Friedrich-Schiller-Universität Jena
Historisches Institut
Lehrstuhl für Geschlechtergeschichte
Zwätzengasse 3, Raum 204
D-07743 Jena

Telefon: +49 / 3641 / 944034
Telefax: +49 / 3641 / 944032
Mail:

Twitter: @prellmartin

Sprechstunde: montags 16-18 Uhr bzw. nach Vereinbarung


 Foto Prell (2)
seit 06/2019
  DH-Koordinator im Projekt "Propyläen: Forschungsplattform zu Goethes Biographica" (Sächsische Akademie der Wissenschaften zu Leipzig / Goethe- und Schiller-Archiv Weimar)

seit 03/2017

wiss. Mitarbeiter im Bereich Digital Humanities am Lehrstuhl für Geschlechtergeschichte bei Prof. Dr. Gisela Mettele, unter anderem in den Projekten "Editionsportal Thüringen" und "Automatische Handschriftenerkennung"

09/2018 - 11/2018


Stipendiat des Deutschen Historischen Institut Washington DC

01/2018 - 03/2018


Dr.-Lieselotte-Kirchner-Stipendiat der Franckeschen Stiftungen zu Halle/Saale

12/2014 - 02/2017


wiss. Mitarbeiter am Lehrstuhl für Geschlechtergeschichte im Projekt "Digitale Edition der Briefe Erdmuthe Benignas von Reuß-Ebersdorf (1670-1732)"

02/2016 - 04/2016

Digital-Humanities-Stipendiat des Forschungsverbunds Marbach-Weimar-Wolfenbüttel an der Herzog August Bibliothek Wolfenbüttel

07/2014


Master of Arts an der Universität Leipzig mit einer Arbeit zum Thema "Bernhard Varen (1622-1650) - Pionier einer vergleichenden Religionswissenschaft?", Betreuer: Prof. Dr. Christoph Kleine, Dr.

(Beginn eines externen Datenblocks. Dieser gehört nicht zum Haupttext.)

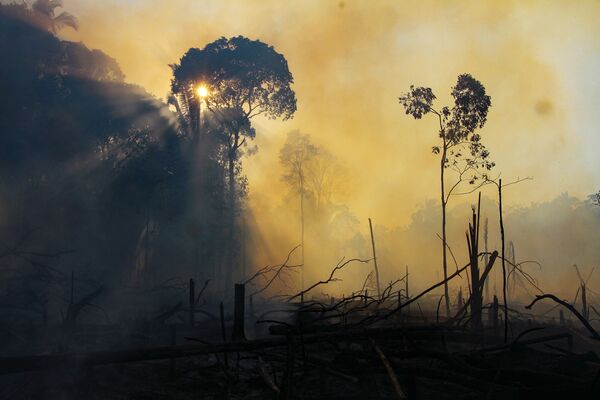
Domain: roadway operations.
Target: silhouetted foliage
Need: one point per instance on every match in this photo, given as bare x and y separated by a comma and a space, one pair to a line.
243, 79
461, 148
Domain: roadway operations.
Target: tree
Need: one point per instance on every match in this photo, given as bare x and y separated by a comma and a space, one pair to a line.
42, 15
294, 155
460, 149
242, 78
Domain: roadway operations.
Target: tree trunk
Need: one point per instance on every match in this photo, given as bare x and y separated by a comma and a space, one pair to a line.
232, 207
503, 262
375, 259
302, 227
444, 250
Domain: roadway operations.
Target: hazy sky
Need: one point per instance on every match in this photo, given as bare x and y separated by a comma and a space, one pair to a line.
539, 62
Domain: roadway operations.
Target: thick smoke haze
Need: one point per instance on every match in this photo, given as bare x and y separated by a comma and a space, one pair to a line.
351, 60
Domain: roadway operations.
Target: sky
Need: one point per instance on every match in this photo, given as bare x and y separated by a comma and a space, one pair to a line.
352, 59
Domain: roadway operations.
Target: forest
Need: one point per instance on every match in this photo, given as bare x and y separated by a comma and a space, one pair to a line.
220, 242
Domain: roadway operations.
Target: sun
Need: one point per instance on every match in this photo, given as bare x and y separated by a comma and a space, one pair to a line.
202, 91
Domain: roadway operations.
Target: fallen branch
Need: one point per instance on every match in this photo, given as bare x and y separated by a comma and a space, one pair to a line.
563, 303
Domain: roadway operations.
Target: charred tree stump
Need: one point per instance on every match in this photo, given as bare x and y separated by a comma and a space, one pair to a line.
172, 342
494, 313
238, 312
192, 302
375, 259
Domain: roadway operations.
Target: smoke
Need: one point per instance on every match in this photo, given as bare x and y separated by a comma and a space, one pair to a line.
351, 61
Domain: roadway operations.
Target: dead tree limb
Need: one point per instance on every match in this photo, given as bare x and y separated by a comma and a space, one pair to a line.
568, 306
331, 278
374, 258
390, 371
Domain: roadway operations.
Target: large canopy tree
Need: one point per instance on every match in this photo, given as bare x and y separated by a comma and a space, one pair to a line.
242, 78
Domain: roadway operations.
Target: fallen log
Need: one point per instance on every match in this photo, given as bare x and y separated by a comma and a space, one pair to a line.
10, 365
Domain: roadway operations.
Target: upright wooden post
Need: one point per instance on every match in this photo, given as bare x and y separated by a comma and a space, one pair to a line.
473, 246
238, 312
192, 303
584, 307
494, 313
172, 342
375, 259
406, 293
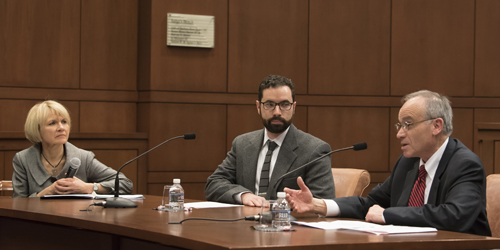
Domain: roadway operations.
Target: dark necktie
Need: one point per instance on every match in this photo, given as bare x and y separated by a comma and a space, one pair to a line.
264, 174
418, 191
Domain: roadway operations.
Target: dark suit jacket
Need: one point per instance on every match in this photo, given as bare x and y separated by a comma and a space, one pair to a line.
237, 172
457, 199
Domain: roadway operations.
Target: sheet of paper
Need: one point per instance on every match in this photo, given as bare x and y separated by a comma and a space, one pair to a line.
209, 204
128, 196
90, 196
366, 227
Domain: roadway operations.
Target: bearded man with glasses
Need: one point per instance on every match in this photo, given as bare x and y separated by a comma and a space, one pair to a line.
437, 181
250, 173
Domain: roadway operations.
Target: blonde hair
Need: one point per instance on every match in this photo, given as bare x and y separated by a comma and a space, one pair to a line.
38, 115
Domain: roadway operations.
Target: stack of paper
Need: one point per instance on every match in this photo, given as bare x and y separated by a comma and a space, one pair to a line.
366, 227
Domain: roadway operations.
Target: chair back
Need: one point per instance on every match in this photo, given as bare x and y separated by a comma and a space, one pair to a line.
493, 203
350, 181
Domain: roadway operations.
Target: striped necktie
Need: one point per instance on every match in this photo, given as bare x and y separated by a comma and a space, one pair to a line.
264, 174
418, 191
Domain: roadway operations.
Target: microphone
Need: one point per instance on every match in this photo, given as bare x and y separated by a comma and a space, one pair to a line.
117, 202
265, 218
74, 166
355, 147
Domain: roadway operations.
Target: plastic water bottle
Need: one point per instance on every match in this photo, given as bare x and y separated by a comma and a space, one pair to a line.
281, 213
176, 196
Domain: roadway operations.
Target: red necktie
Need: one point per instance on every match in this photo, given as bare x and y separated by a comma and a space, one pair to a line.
418, 191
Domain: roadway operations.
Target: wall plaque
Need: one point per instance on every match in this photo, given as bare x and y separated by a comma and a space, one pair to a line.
190, 30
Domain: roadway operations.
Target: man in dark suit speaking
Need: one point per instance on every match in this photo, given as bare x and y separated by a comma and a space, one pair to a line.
250, 173
437, 182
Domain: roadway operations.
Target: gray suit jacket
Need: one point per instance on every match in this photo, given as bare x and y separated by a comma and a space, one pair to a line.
30, 177
457, 198
237, 172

Heinz Mürmel

10/2011 - 07/2014


Masterstudium der Religionswissenschaft mit Schwerpunkt Religionsgeschichte an der Universität Leipzig

03/2011


Bachelor of Arts an der Friedrich-Schiller-Universität Jena mit einer Arbeit zum Thema "Landesherrlicher Pietismus unter Graf Heinrich II. (1696-1722) in Reuß-Obergreiz", Betreuer: Juniorprof. Dr. Alexander Schmidt, Prof. Dr. Uwe Schirmer

10/2007 - 03/2011


Bachelorstudium der Geschichte und Religionswissenschaft an der Friedrich-Schiller-Universität Jena

  • Digital Humanities (insb. Digital History, Digitale Editorik, Historische Netzwerkanalyse)
  • Frühneuzeitliche Religionsgeschichte (insb. Geschichte des Pietismus)
  • Paläographie (16.-20. Jh.)
  • Thüringisch-sächsische Landesgeschichte (insb. reußische Grafen- und Fürstentümer)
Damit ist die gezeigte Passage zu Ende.